L’ETA qui recule… façon Les Bronzés
Le 8 novembre, Mikael a eu une drôle de sensation en recevant une notification Calendar : Arrivée prévue en Martinique. « On frôlait à peine les Canaries, à trois heures de vol de la maison, alors qu’on était partis du Havre depuis 14 jours, ça m’a fait une drôle d’impression ! » Prise de conscience que le bout du tunnel était encore loin !.
Jour après jour, les estimations reculaient. Pendant quatre jours, le duo s’est habitué à lire sur son routage : « Il vous reste 13 jours de course », un peu comme dans Les Bronzés perdus dans les montagnes : « Ça fait deux heures que ça fait un quart d’heure. »

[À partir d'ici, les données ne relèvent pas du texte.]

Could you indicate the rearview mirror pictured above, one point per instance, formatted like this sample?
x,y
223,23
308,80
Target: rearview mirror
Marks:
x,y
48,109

À bord, il a fallu ajuster rationnement et consommation d’énergie. Ce qui devait être une course de 14 jours pourrait s’étirer jusqu’à 19. « On est un peu en mode astronaute : on compte notre énergie et nos sachets de nourriture… »
Une frayeur à bord
Le Centrakor Hirsch est équipé d’un dessalinisateur produisant 5 litres d’eau douce par heure. Ce système, gourmand en énergie, nécessite des panneaux solaires et un bateau bien à plat.
« Comparé à d’autres équipes, on gagne en confort », raconte Mikael. Mais il y a eu un moment de tension : le dessalinisateur est tombé en panne. Après 45 minutes de bricolage, il a été réamorcé. « Je me suis dit : là, on est mal… » Quelques bouteilles d’eau supplémentaires ont été produites par sécurité.
Télécharger : Production de l’eau à bord
L’ambiance reste au beau fixe
Malgré la fatigue et la longueur du parcours, l’équipage conserve un bon rythme. Une playlist antillaise rythme les quarts et aide à passer le temps. « On se relaie pour rester frais, surtout la nuit. Chaque jour apporte son lot de surprises, et nos partenaires ont glissé à bord des enveloppes avec des blagues et des défis… entre chasse au trésor et calendrier de l’avent. On ne s’ennuie jamais », confie Mikael.
Télécharger : Ambiance musicale à bord
À l’heure actuelle, le Centrakor Hirsch occupe la 12ᵉ place, avançant avec patience et détermination.